But Mississippi’s law, which bans abortions after 15 weeks of pregnancy and therefore before the fetus is viable, is patently incompatible with both Roe and Casey. Under Casey, states can only burden, not ban, access to abortions up until about 24 weeks of pregnancy.
So what, after decades of constitutional protections, has changed? It’s not the majority attitude toward abortion, which continues to favor at least partial abortion rights. Instead, the composition of the court has changed. This is the most conservative court we have seen in almost a century, with a solid six-member conservative wing.
It is a safe bet that if the Texas law originally at issue in Roe came before this current Supreme Court, the justices would not have protected a woman’s right to choose. But the current court isn’t looking at the original law; it must consider what to do now, given more than 40 years of Supreme Court case law protecting abortion rights.
Under the doctrine of stare decisis, the court is supposed to respect its past decisions unless they are clearly wrong or unworkable. The idea is that people should be able to rely on these decisions, and hence predict future precedent. Stare decisis also helps support the idea of judicial integrity and independence; we are more likely to respect judicial decisions if they are built on more than the personal views of the current majority. This is part of the reason that in virtually every Supreme Court confirmation hearing, the nominee must pledge that they support the doctrine of stare decisis and, as Justice Brett Kavanaugh stated, understand that Roe is “settled law.” Meanwhile, behind this strange obligatory performance, we all know Roe will no longer be settled if five members of the court upend it.
If the court didn’t want to whittle away reproductive rights, there would be little point in it agreeing to hear the challenge to Mississippi’s law in the first place. But at least four members of the court voted to take this case. And it is reasonable to assume those four (or more) thought there were at least one or two other judges willing to tinker with a woman’s right to choose.

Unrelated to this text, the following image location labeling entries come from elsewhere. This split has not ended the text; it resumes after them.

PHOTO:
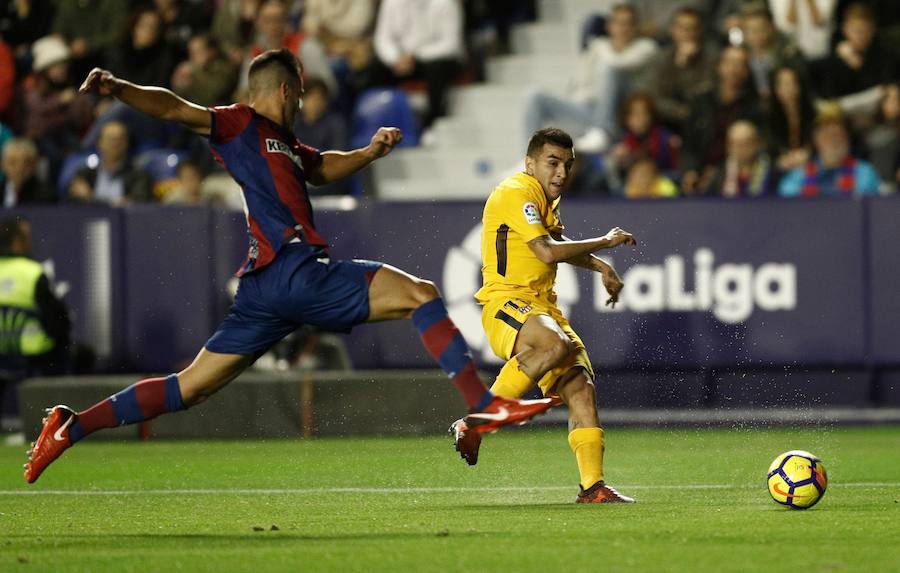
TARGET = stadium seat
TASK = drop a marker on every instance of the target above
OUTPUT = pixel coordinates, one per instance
(386, 107)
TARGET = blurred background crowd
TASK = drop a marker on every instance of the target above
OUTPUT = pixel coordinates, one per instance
(722, 97)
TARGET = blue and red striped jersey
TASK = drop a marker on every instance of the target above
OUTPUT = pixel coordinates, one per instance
(271, 166)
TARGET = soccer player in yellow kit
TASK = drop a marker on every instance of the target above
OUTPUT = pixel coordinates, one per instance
(521, 244)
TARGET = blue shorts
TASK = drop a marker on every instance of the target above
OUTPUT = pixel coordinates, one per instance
(301, 286)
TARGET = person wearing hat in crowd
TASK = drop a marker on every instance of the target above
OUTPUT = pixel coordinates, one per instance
(55, 113)
(833, 171)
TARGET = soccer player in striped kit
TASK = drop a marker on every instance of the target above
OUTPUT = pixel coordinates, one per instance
(288, 278)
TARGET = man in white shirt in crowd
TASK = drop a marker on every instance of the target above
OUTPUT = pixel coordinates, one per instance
(422, 39)
(602, 77)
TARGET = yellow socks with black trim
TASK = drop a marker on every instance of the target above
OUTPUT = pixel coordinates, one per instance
(587, 443)
(511, 382)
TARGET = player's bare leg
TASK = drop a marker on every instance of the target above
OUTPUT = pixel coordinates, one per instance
(576, 389)
(394, 294)
(142, 401)
(541, 345)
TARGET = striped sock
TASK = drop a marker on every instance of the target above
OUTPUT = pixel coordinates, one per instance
(587, 445)
(446, 345)
(141, 401)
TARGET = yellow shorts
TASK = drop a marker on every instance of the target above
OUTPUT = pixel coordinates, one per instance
(502, 319)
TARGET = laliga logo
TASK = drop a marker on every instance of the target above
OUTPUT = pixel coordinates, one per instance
(730, 291)
(462, 277)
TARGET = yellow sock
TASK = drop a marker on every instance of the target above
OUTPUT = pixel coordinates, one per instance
(587, 443)
(511, 382)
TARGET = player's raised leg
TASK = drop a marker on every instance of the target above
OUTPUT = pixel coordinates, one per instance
(586, 437)
(143, 400)
(394, 294)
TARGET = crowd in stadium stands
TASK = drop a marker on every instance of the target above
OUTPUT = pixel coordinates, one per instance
(735, 98)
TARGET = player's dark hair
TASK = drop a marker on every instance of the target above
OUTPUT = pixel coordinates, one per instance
(551, 135)
(313, 83)
(282, 62)
(10, 230)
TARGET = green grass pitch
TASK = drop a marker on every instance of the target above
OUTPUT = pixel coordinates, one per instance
(409, 504)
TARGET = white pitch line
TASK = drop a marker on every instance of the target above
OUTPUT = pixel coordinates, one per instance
(400, 490)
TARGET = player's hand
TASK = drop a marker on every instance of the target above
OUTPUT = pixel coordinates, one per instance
(101, 81)
(618, 236)
(613, 285)
(384, 140)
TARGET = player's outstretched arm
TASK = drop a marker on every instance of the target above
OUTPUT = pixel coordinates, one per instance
(611, 280)
(157, 102)
(339, 164)
(550, 250)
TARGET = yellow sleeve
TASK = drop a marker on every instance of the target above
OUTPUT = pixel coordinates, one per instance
(523, 212)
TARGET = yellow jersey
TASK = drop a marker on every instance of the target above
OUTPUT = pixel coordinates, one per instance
(517, 212)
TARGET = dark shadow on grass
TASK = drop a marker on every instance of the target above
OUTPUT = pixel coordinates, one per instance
(515, 506)
(262, 537)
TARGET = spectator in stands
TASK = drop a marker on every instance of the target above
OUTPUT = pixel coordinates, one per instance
(321, 128)
(657, 14)
(90, 28)
(747, 169)
(7, 80)
(343, 27)
(681, 70)
(834, 171)
(181, 21)
(883, 140)
(643, 136)
(712, 112)
(207, 77)
(142, 54)
(22, 22)
(34, 335)
(791, 114)
(273, 30)
(55, 114)
(767, 48)
(807, 22)
(233, 27)
(602, 74)
(113, 179)
(644, 181)
(22, 185)
(859, 64)
(188, 189)
(422, 39)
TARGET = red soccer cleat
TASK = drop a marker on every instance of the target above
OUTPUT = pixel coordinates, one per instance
(601, 493)
(467, 441)
(503, 411)
(52, 442)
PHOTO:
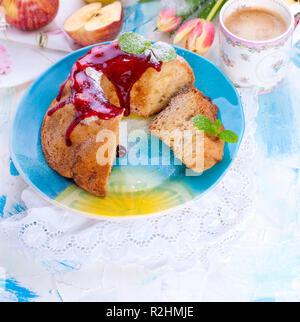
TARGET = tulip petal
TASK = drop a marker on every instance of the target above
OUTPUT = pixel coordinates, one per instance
(185, 29)
(168, 21)
(194, 35)
(206, 39)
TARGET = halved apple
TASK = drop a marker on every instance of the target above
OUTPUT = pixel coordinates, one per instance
(93, 23)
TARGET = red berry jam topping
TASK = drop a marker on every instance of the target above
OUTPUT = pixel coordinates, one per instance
(87, 96)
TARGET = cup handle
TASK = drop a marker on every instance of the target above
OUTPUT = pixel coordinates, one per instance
(296, 11)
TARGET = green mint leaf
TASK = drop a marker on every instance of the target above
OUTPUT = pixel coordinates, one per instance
(204, 124)
(163, 52)
(228, 136)
(132, 43)
(218, 125)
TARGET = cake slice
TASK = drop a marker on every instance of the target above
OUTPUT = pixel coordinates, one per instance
(153, 91)
(197, 150)
(90, 158)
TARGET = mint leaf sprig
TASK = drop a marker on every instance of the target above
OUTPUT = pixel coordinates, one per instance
(204, 124)
(133, 43)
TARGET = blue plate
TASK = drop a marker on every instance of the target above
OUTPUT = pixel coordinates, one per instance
(151, 189)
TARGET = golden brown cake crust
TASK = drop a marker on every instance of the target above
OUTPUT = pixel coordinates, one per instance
(79, 160)
(178, 115)
(153, 91)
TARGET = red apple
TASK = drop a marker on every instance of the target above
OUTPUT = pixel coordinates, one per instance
(30, 14)
(93, 23)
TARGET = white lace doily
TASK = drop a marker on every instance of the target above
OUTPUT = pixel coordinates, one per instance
(196, 232)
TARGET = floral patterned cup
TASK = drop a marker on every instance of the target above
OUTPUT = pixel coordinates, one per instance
(256, 63)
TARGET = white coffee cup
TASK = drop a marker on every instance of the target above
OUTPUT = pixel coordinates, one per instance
(256, 63)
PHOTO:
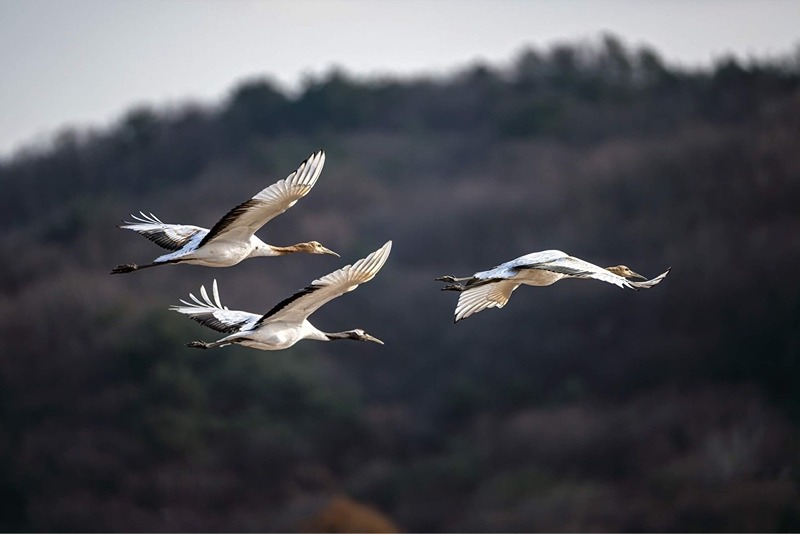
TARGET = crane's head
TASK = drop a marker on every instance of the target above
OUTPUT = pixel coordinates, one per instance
(625, 272)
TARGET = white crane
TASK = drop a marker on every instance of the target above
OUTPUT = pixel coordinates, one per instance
(287, 322)
(232, 238)
(493, 288)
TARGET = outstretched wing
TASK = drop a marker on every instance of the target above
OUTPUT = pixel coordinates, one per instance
(241, 222)
(299, 306)
(213, 314)
(169, 236)
(488, 295)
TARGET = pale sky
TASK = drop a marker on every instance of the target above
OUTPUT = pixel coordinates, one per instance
(85, 62)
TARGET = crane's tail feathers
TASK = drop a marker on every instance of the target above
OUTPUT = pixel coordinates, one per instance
(454, 287)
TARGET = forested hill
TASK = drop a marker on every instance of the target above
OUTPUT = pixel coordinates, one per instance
(577, 407)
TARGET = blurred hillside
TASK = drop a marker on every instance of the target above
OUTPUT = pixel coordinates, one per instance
(578, 407)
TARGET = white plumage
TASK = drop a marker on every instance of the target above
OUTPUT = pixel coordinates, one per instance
(232, 238)
(287, 322)
(493, 288)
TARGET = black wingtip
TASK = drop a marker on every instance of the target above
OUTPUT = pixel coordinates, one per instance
(125, 268)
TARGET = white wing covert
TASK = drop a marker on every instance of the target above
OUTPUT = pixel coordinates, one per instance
(169, 236)
(240, 223)
(213, 314)
(490, 295)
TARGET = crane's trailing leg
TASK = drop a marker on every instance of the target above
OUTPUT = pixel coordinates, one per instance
(454, 287)
(451, 279)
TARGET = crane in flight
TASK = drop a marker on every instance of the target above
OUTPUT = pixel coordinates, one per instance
(493, 288)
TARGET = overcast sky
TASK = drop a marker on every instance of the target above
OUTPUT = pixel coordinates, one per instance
(84, 62)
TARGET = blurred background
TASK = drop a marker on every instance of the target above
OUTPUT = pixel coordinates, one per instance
(469, 133)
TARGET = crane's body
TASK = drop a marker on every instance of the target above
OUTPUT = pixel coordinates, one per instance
(231, 240)
(287, 322)
(493, 288)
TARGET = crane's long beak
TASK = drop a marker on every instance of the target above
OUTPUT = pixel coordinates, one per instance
(367, 337)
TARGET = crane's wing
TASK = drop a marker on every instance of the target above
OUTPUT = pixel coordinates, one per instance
(579, 268)
(510, 268)
(169, 236)
(240, 223)
(299, 306)
(488, 295)
(213, 314)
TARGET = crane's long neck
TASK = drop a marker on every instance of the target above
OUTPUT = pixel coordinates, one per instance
(355, 335)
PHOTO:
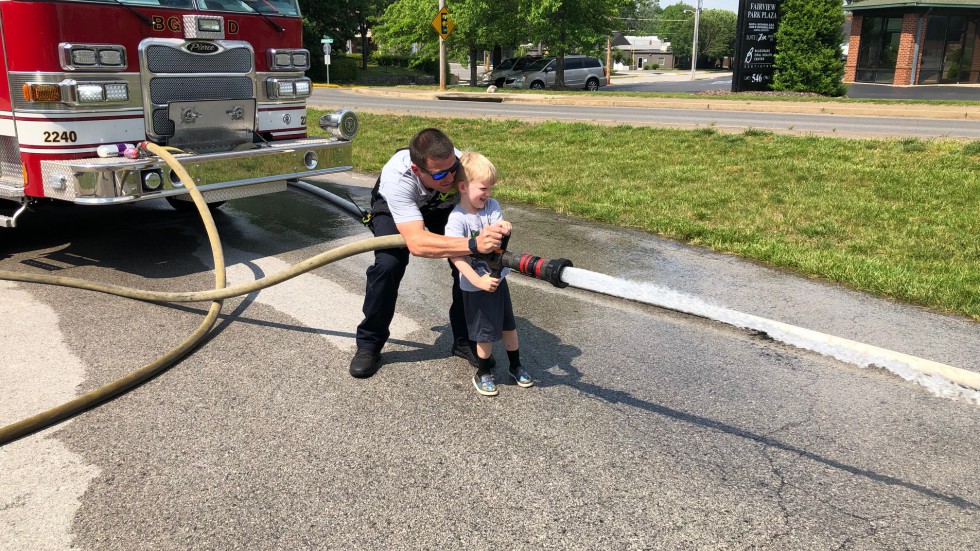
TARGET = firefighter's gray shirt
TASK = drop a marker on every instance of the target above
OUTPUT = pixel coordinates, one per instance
(404, 192)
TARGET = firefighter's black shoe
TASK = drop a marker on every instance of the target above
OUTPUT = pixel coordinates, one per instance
(365, 363)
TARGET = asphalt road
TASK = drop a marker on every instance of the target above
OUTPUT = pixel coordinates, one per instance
(854, 126)
(856, 90)
(648, 429)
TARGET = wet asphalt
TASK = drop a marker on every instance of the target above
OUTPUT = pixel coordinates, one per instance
(647, 429)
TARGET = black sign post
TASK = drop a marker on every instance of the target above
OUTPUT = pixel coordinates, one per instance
(755, 45)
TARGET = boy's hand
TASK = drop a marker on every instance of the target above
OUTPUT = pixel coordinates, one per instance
(488, 283)
(489, 239)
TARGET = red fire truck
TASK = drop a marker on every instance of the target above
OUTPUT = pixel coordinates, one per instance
(221, 80)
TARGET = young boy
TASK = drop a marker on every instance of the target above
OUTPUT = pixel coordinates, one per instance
(486, 299)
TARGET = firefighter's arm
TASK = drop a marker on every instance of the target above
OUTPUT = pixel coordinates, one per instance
(431, 245)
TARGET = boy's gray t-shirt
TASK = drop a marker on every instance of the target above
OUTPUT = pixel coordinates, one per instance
(464, 224)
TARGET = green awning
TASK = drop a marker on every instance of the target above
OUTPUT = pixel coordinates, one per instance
(857, 5)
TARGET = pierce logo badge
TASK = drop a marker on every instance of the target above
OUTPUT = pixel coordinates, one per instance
(202, 48)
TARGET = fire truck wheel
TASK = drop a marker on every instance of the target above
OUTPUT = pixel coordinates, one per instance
(188, 206)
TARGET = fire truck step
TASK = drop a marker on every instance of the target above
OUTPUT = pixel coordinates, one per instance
(11, 221)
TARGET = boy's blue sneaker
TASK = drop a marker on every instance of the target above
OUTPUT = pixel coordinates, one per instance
(484, 384)
(521, 377)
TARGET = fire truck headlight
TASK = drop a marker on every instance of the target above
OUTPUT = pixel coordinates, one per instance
(90, 93)
(84, 57)
(92, 57)
(111, 58)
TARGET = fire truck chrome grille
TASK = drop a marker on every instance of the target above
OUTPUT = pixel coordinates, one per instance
(165, 59)
(164, 90)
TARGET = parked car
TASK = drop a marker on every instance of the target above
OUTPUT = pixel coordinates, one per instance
(506, 68)
(580, 72)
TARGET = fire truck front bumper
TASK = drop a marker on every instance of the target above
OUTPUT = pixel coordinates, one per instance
(220, 176)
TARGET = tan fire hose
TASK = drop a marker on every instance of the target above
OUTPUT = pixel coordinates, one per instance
(87, 401)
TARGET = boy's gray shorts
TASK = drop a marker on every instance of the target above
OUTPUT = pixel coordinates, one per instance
(488, 315)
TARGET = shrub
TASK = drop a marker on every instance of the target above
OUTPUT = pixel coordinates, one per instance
(808, 57)
(391, 60)
(343, 69)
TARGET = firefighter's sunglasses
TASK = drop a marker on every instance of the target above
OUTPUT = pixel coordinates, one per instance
(442, 173)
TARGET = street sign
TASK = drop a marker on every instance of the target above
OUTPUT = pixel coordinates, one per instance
(443, 24)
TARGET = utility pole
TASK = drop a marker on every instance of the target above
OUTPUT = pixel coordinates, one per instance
(609, 60)
(442, 55)
(694, 50)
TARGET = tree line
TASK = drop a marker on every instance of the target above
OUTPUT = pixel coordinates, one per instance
(563, 27)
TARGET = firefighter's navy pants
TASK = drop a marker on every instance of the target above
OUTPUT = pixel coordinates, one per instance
(384, 277)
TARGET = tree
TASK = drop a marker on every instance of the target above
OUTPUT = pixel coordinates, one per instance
(341, 20)
(808, 53)
(716, 36)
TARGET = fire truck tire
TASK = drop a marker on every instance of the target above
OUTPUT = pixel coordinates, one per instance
(189, 206)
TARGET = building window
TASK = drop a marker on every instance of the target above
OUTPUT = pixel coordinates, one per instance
(878, 53)
(948, 49)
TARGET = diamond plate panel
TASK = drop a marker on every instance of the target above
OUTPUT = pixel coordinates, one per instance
(238, 192)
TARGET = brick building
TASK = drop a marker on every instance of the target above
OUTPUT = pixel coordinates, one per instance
(914, 42)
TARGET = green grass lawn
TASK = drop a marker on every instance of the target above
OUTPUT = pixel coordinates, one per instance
(899, 218)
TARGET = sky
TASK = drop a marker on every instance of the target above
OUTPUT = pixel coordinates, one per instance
(730, 5)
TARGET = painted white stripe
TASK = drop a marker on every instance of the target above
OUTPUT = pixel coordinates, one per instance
(79, 114)
(42, 481)
(943, 380)
(73, 150)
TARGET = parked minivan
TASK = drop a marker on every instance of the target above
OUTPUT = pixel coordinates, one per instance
(508, 67)
(580, 72)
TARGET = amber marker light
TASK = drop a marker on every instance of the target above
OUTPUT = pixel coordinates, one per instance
(42, 92)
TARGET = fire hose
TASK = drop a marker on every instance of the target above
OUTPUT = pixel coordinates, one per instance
(548, 270)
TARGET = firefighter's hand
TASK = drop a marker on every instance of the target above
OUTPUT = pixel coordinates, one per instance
(489, 239)
(488, 283)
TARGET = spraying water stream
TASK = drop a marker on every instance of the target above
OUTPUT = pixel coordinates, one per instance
(943, 380)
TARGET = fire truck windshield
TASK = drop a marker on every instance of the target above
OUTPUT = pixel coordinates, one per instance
(268, 7)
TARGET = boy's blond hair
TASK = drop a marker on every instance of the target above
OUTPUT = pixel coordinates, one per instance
(474, 167)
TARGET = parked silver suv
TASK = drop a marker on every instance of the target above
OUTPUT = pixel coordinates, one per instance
(508, 67)
(580, 72)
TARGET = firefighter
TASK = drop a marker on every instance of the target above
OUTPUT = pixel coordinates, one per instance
(413, 197)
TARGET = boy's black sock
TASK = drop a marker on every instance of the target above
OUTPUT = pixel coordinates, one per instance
(484, 366)
(514, 356)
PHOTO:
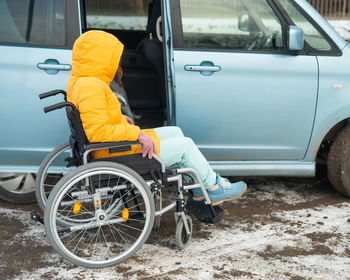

Here are the most likely scenarios. The court could decide once again to respect the “essential holding of Roe,” uphold Americans’ constitutionally protected right to obtain an abortion, but decide that right is much narrower than we previously thought. This outcome could allow states to enact very strict bans like Mississippi’s law. Or the court could simply decide Roe was wrongly decided and the Constitution does not protect a woman’s right to choose. This would bring us back to pre-Roe days, and states would decide for themselves whether to allow abortions or ban them completely. The court could also decide the law violates the current Roe and Casey framework and strike it down, in effect acknowledging it shouldn’t have taken the case at all.
We will likely know which route the court takes by the end of June 2022.